Formation mechanism of micro-sized Cu plates using Br ions as basal plane-specific adsorbent and their application in the preparation of highly conductive and flexible Cu films

Abstract

A facile technique based on the aqueous chemical reduction of Cu–lactic acid complexes with ascorbic acid, in the presence of Br⁻ ions as capping agents, was developed to synthesize micrometer-sized Cu plates (Cu MPLs). Crystal and surface analyses suggested that Br⁻ ions were adsorbed on the basal planes of the 14-hedral particle seeds, and Cu was subsequently deposited on the side planes of the seeds, affording Cu MPLs. Electrochemical analysis and pH–potential diagrams of the reaction solutions revealed that the reduction pathway from Cu complexes to Cu without oxide formation was essential for facilitating the anisotropic growth of Cu crystals to obtain Cu MPLs. In addition, Cu thin films prepared by sintering a mixture of Cu MPLs and Cu nanoparticles (NPs) exhibited a lower resistivity (66 μΩ cm) at 200 °C than Cu NPs (129 μΩ cm) and a mixture of Cu NPs and three-dimensional (3D) and micrometer-sized Cu particles (3D MPs) (95 μΩ cm).
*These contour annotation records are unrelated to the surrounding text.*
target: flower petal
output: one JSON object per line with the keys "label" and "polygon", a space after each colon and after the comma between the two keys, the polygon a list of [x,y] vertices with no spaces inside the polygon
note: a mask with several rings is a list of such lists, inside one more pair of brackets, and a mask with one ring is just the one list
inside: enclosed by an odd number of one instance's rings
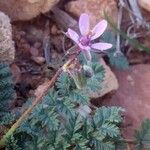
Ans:
{"label": "flower petal", "polygon": [[89,16],[86,13],[81,14],[79,18],[79,29],[82,35],[87,35],[89,33]]}
{"label": "flower petal", "polygon": [[98,51],[103,51],[103,50],[107,50],[107,49],[111,48],[112,44],[110,44],[110,43],[95,43],[95,44],[92,44],[91,47],[94,48],[91,50],[98,52]]}
{"label": "flower petal", "polygon": [[106,20],[102,20],[101,22],[99,22],[92,30],[92,34],[93,36],[91,37],[91,40],[95,40],[97,39],[100,35],[103,34],[103,32],[105,31],[107,27],[107,21]]}
{"label": "flower petal", "polygon": [[91,56],[91,52],[90,52],[90,47],[87,47],[86,49],[82,50],[82,53],[83,53],[86,61],[91,61],[92,60],[92,56]]}
{"label": "flower petal", "polygon": [[67,35],[69,35],[69,38],[71,38],[74,42],[78,44],[79,42],[79,35],[73,31],[72,29],[68,29]]}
This is because the Cu NPs act as a filler to bind the Cu MPLs or 3D MPs in the bimodal system. The number of voids in the NP and MPL mixture was lower than that in the mixture of NPs and 3D MPs because of the broad basal planes of the MPLs. Besides, the Cu film consisting of NPs and MPLs exhibited enhanced flexibility compared to the other films. We demonstrate that Cu MPLs are more suitable than 3D MPs for bimodal systems to achieve low resistivity and high flexibility at low sintering temperatures.